There was no evidence that cycling on a bicycle sharing scheme was more dangerous than own bicycle cycling; indeed, if anything there was a trend in the opposite direction, further boosting the benefits of the scheme to date. However because the London Cycle Hire scheme hasn't been operating long enough to get a very precise estimate of the true injury rates on the scheme, the researchers also repeated their analyses using background injury rates for cycling in the hire zone (i.e. injury rates for all cycling, not specifically for cycle hire cycling).
When using these background injury rates, the researchers found that the ratio of benefits to harms of cycling in central London vary markedly by age and sex.

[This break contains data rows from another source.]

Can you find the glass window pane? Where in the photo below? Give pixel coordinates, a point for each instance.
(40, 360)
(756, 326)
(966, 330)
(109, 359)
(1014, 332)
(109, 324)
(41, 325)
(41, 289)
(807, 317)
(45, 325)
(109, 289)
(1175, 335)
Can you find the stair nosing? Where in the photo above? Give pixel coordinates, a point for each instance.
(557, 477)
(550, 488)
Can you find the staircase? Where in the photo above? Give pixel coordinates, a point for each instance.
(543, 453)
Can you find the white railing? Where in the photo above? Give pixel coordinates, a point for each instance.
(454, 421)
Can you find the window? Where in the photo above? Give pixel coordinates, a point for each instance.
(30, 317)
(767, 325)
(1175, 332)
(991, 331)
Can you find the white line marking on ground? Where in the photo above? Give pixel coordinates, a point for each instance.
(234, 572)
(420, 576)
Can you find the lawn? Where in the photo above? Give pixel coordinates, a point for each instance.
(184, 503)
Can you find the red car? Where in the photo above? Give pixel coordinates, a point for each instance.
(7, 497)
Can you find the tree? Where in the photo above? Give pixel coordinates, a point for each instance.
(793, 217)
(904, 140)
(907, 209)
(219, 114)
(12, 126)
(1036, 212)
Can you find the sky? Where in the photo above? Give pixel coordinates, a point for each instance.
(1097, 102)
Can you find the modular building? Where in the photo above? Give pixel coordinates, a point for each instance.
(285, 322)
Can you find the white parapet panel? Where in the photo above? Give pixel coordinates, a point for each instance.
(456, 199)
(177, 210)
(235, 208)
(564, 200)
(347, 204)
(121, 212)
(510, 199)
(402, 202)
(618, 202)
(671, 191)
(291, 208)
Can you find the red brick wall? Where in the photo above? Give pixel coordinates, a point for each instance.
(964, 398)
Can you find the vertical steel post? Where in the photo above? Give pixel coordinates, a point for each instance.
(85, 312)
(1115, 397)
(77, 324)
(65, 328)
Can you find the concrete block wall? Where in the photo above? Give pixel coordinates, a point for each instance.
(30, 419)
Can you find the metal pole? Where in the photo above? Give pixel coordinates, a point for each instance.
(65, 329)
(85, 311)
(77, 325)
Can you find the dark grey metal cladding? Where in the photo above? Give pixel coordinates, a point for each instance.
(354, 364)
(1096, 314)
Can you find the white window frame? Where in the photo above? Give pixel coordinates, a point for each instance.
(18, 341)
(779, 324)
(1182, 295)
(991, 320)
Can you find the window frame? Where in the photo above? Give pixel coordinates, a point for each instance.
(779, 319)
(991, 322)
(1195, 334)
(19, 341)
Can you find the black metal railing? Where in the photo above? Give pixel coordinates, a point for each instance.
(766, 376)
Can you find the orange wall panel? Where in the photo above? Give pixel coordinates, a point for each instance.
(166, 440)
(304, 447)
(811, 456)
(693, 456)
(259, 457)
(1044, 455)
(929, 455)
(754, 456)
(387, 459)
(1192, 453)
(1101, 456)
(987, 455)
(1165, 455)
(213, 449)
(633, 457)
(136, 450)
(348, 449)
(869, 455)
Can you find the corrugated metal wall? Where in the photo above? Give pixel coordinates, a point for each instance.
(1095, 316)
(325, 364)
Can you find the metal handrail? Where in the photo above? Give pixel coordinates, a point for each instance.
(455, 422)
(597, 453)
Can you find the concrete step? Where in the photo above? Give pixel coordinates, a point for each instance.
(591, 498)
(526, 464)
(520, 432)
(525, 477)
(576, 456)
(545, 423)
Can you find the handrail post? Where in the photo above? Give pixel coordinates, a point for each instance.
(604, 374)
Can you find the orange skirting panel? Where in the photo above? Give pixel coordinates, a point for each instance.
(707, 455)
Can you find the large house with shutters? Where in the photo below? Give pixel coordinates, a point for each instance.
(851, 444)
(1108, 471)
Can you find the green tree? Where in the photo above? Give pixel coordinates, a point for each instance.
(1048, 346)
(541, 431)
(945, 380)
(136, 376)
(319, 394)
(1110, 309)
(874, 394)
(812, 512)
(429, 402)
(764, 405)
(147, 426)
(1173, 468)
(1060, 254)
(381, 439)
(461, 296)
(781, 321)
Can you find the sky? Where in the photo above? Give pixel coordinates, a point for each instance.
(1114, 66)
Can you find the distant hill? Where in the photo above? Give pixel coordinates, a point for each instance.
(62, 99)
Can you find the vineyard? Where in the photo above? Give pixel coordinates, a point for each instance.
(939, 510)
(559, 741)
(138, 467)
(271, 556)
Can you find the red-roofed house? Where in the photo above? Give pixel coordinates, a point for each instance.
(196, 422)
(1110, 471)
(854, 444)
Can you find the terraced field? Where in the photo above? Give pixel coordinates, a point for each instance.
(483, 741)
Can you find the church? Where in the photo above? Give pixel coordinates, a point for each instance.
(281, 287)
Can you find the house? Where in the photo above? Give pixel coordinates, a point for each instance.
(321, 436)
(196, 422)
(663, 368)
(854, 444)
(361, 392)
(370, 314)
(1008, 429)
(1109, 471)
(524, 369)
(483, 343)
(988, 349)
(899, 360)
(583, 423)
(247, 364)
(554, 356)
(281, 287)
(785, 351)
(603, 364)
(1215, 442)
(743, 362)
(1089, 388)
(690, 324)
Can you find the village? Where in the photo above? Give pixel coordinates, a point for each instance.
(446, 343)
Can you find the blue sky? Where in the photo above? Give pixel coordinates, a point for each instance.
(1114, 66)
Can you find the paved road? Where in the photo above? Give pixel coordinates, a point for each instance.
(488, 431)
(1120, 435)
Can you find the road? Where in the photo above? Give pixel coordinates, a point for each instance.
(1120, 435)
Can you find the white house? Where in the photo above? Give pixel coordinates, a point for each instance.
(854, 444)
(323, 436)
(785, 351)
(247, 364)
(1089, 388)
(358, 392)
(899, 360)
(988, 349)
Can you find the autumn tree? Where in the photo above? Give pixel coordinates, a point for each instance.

At older ages (45-59 years), the benefits of cycling were much larger than the harms. But in the youngest age group (15-29 years), the medium term benefits and harms of cycling in central London were both comparatively small and potentially negative.
When the researchers analysed the results by sex, they found smaller benefits among women, largely reflecting higher background fatal injury rates for female cyclists in central London. The authors stress that these results by age and sex relate to cycling in general in central London, not specifically to cycling on the hire bikes.
"Our findings indicate that benefits of cycling in central London could be substantially increased both by increasing the share of trips made by older users and by reducing the risks of injury," say the authors.
They point to the Netherlands, where a comprehensive and well maintained system of cycle tracks, physically protected from fast motor traffic, "have helped to make cycling widespread at all ages and reduce the risks of injury."
Providing similar quality infrastructure in London "might help realise the substantial potential health benefits that cycling could offer at population level," they conclude.